The Cost of Affordable Living
While the issue of providing for the homeless has grabbed headlines for years in Sarasota, those living in houses but just getting by aren’t often the subject of such debate. But some 20,000 households in Sarasota County would lose their current housing if faced with a $400 unexpected expense, according to Jon Thaxton, Gulf Coast Community Foundation senior vice president of investment. “Sarasota is supported and dependent upon a workforce that has to be recognized,” Thaxton said, “and we have to recognize that workforce needs housing.”
Thaxton spoke as part of a panel discussion and roundtable hosted by the Greater Sarasota Chamber of Commerce on Wednesday. Gathered leaders said the stock of housing available to working-class people, particular near high employment areas like Downtown Sarasota, remains stunningly low.
Don Hadsell, Sarasota Housing and Community Development director, said the demand for affordable housing is growing faster than public agencies can meet it.
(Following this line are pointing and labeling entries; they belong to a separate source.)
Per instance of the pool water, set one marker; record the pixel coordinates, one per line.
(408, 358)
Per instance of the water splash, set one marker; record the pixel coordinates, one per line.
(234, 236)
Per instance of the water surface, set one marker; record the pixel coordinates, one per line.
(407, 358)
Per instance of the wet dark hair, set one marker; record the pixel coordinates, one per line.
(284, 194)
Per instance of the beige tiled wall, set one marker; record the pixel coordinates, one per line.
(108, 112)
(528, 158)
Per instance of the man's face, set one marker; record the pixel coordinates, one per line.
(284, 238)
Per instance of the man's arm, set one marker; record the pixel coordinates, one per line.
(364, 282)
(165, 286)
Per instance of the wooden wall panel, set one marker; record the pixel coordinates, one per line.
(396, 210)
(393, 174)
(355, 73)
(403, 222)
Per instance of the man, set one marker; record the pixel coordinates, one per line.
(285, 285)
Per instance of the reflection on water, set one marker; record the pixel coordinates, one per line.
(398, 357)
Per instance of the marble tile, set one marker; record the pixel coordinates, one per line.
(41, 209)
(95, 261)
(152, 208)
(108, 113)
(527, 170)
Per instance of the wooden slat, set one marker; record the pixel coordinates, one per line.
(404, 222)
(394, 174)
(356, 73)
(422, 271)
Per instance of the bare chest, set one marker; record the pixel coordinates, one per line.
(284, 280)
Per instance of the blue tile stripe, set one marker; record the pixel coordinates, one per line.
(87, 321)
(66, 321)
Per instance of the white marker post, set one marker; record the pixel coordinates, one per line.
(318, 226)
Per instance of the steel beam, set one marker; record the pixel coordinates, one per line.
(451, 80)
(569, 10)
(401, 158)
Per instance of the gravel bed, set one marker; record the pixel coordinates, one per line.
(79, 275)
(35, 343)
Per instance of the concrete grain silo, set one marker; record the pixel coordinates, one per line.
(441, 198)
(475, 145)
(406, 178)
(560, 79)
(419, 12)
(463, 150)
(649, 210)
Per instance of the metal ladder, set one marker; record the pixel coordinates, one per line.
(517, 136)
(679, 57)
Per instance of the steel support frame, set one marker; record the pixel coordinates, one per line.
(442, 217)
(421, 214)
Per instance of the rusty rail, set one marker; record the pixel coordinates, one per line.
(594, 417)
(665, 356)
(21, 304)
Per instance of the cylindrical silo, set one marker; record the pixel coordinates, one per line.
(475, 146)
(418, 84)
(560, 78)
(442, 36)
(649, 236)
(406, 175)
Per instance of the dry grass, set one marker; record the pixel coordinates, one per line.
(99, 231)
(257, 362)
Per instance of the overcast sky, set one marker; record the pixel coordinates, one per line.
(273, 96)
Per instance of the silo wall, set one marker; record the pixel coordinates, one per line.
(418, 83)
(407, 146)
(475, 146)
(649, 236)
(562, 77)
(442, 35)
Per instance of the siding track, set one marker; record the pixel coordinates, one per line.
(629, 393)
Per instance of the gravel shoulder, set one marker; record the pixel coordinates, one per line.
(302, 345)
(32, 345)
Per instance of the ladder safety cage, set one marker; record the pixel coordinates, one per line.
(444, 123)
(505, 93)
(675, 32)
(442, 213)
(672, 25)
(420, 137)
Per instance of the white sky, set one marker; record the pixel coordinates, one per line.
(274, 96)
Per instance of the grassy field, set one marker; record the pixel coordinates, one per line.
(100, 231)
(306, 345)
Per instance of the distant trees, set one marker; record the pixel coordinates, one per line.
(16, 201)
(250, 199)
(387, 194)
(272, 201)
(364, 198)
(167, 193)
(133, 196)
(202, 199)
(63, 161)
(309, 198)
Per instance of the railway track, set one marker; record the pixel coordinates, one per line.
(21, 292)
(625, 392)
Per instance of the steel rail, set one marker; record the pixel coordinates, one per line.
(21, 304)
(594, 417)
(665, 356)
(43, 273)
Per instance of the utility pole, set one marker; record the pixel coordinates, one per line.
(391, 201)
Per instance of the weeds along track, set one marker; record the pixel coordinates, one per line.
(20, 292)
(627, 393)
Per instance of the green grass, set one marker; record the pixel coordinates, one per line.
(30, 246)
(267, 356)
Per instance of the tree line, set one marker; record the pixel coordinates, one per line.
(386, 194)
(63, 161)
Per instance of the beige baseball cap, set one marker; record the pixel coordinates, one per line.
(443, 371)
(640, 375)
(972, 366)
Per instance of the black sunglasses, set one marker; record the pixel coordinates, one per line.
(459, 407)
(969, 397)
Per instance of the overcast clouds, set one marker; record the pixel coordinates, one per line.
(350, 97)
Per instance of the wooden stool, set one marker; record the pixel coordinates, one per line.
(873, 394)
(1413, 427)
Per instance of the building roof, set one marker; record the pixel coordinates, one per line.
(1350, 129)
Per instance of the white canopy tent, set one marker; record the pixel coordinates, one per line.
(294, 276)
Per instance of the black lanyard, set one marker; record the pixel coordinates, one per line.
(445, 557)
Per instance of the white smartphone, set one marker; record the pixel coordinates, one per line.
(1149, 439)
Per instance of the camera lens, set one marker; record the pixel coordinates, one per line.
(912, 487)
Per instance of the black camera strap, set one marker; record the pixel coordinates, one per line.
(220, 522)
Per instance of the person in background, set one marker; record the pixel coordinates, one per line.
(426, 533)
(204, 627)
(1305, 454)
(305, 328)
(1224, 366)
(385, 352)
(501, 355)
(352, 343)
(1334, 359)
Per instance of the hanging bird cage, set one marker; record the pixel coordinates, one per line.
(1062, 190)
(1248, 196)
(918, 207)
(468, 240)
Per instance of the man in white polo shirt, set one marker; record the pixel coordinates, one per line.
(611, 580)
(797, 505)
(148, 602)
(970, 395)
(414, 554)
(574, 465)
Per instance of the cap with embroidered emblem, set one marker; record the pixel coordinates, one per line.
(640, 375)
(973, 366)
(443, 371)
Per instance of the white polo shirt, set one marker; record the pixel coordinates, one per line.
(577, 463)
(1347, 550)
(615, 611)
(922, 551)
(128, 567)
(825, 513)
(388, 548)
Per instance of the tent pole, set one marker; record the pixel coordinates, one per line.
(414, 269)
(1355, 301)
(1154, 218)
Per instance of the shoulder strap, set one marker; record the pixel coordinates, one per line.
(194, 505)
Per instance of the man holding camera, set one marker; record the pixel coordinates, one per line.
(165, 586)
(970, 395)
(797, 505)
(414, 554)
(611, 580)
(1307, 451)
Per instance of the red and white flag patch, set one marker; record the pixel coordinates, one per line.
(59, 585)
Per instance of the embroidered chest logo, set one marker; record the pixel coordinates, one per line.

He noted that the state has devoted less money to its housing trust fund than was available in 1990 even without accounting for inflation. “When awareness of the issue improves, it helps people learn and come up with solutions,” he said.
Robert Young, Government Issues chairman for the Sarasota Young Professionals Group, has conducted a survey of the organization’s members and found that a substantial percentage would like to live downtown but cannot afford to do so. “I work downtown, and traffic is incredibly bad because that is where everyone is driving,” he noted. He is in the process of doing an in-depth survey on the demand for housing in the Rosemary District, where a number of rental developments and affordable housing efforts are in planning or construction phase now. “Rosemary is one of those his places people want to go to now, but nobody lives yet,” he said.
Andy Dorr, chairman of the Economic and Community Development Division for the Chamber, said the greatest issue stopping the creation of more affordable units near the city core is the the cost of construction. When land downtown runs $1 million to $2 million an acre, that requires expensive vertical construction to turn a profit. He also said the region now has complex zoning regulations that are “overlaid with too much good intention.” “I am not against building quality, but when you layer on an additional 20 to 30 percent onto building just a sound, safe quality home, you need to look hard at the effect of those decisions,” he said.